Trying to open both the keynote and the powerpoint, the font don't seem to work (small things like folder icon). Are the files using font awesome? IF yes, are you using a particular version?

Typo in Regex cheatsheat

In the regex cheatsheet, there's a typo. ignore.cases should be ignore.case.

I see that the regex cheatsheet is a PowerPoint file. If the easiest way to fix this is for me to download it, make the change, and reupload as a pull request, please let me know.

Thanks, and thanks for creating these great references!

Jake

new template format

There are two official templates formats: key for osx users and ppt for windows users.
Is there a chance to add another format that would be more linux/open source friendly?

dplyr cs: combine tables. by = "col1"

I think on the dplyr cheatsheet, column "Combine Tables", third but last 'bullet point' it should say by = "col1" instead of by = c("col1", "col2") – even though the latter seems to work to my surprise:
band_members %>% inner_join(band_instruments, by = c("name", "name"))

Also, from the commits I'd guess that the current one has been updated in 2018-03, not 2017-03 (re: footnote)

Layout error in RMarkdown sheet

Hi.

Found a tiny error in the RMarkdown sheet. A newline is missing from the "Customize output with sub-options" section, html_document: should be on the next line.

image

Possibly incorrect ensym usage in tidyeval cheat sheet

In the tidyeval cheasheet, in the "PASS TO ARGUMENT NAMES
OF A QUOTING FUNCTION" section on page 2, the example includes an objected named "name" that doesn't appear anywhere before it is used (in summarise(!!name := mean(!!var)).
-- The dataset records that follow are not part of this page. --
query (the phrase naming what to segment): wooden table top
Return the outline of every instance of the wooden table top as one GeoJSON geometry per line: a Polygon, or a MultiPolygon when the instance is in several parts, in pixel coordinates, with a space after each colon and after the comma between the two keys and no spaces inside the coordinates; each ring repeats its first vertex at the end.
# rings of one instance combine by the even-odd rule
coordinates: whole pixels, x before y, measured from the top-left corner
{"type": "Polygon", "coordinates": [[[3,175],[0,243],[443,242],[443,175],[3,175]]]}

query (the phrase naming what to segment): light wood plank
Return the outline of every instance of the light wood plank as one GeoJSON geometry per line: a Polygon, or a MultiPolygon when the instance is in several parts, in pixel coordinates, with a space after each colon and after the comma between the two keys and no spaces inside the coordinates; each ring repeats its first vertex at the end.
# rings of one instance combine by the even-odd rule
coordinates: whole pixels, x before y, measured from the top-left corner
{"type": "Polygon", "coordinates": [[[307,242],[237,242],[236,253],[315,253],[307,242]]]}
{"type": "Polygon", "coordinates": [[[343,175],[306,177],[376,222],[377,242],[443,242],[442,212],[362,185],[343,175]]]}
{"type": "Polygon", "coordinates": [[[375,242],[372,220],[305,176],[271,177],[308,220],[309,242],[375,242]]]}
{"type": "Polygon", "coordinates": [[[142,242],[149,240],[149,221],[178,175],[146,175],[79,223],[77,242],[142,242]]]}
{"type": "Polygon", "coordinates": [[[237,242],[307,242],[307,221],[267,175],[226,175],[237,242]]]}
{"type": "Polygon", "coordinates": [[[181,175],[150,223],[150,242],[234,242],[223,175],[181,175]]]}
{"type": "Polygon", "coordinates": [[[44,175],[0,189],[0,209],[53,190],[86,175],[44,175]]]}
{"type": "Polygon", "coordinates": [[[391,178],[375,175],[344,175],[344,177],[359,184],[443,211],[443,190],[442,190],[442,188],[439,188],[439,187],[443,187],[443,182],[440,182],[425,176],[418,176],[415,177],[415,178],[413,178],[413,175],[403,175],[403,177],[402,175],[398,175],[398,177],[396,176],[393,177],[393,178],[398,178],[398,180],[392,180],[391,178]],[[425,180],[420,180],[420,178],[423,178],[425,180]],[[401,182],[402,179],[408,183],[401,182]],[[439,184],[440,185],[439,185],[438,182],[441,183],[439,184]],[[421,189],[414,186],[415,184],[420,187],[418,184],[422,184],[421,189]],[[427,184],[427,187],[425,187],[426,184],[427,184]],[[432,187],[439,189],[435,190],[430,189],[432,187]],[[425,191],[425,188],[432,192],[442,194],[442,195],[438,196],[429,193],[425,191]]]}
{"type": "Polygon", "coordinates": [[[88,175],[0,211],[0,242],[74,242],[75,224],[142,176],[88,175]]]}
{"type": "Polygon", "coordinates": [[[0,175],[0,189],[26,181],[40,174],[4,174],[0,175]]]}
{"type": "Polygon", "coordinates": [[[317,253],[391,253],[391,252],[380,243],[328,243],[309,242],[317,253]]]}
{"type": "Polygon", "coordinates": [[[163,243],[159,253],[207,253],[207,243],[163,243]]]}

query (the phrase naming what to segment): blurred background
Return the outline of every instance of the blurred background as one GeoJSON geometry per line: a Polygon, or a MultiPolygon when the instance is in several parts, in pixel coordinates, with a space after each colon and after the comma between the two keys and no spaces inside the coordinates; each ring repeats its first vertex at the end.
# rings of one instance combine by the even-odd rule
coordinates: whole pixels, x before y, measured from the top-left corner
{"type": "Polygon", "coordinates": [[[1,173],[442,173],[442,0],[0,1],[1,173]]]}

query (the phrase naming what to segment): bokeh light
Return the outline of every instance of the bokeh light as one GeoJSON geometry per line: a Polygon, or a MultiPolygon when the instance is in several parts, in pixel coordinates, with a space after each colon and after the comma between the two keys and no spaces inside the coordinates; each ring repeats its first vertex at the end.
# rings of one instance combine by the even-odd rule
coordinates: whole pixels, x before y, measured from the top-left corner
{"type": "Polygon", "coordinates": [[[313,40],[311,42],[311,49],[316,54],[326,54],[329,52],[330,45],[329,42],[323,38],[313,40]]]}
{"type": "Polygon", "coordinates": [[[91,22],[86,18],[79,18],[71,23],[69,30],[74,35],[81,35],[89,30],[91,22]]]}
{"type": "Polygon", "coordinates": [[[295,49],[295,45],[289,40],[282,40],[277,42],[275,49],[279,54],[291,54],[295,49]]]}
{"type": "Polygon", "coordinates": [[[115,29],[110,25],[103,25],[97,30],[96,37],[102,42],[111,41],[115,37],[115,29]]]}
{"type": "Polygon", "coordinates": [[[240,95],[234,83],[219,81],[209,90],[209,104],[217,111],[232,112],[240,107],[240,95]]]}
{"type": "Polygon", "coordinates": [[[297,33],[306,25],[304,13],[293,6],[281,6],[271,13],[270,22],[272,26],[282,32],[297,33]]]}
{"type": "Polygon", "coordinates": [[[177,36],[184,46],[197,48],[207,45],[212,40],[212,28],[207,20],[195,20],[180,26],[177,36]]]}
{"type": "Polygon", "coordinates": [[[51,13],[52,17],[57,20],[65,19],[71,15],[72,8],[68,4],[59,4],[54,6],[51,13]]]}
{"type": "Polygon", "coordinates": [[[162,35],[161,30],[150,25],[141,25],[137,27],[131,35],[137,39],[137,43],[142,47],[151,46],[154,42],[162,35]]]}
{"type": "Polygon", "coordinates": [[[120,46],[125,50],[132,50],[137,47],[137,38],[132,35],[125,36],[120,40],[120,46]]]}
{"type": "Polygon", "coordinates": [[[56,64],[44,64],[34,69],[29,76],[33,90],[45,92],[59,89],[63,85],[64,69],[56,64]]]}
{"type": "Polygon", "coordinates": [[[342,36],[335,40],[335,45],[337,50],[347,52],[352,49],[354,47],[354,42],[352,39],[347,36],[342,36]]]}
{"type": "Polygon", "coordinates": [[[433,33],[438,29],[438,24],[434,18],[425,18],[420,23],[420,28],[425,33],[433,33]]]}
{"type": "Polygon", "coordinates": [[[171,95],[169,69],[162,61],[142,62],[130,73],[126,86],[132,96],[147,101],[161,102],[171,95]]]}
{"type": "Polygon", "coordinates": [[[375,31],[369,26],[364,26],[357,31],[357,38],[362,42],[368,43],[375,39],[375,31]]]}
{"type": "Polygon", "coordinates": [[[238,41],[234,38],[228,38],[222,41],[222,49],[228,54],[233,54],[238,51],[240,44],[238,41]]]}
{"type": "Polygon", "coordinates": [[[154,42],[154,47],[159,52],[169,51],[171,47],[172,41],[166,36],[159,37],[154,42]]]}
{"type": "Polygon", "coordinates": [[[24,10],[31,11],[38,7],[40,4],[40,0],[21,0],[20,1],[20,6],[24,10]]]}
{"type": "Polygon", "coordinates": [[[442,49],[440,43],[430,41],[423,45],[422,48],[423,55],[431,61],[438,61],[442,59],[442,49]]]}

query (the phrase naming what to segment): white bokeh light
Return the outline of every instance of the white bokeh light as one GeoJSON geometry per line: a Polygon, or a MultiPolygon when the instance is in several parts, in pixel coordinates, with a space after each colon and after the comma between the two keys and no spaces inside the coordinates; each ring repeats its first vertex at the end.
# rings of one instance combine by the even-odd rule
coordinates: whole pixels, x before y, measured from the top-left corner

I think that the line of code above it (var <- rlang::ensym(var)) should probably be name<- rlang::ensym(name), that there should an argument passed to the function called name, and that there should be a var <- rlang::enquo(var) line (like in the "PROGRAM WITH A QUOTING FUNCTION" section example). I may be incorrect, but, in any matter, it seems unclear to me.

In all, I think it should look like this:

named_mean <- function(data, var, name) {
  require(dplyr)
  name <- rlang::ensym(name
  var <- rlang::enquo(var)
  data %>% 
    summarise(!!name := mean(!!var))
}

ggplot three variables code should have newline

Currently it's very hard to read

seals$z <- with(seals, sqrt(delta_long^2 + delta_lat^2))l <- ggplot(seals, aes(long, lat))

Also the example is contrived. Why not use a variable that makes sense like z = pop_density instead of whatever delta lat/long calculation is done?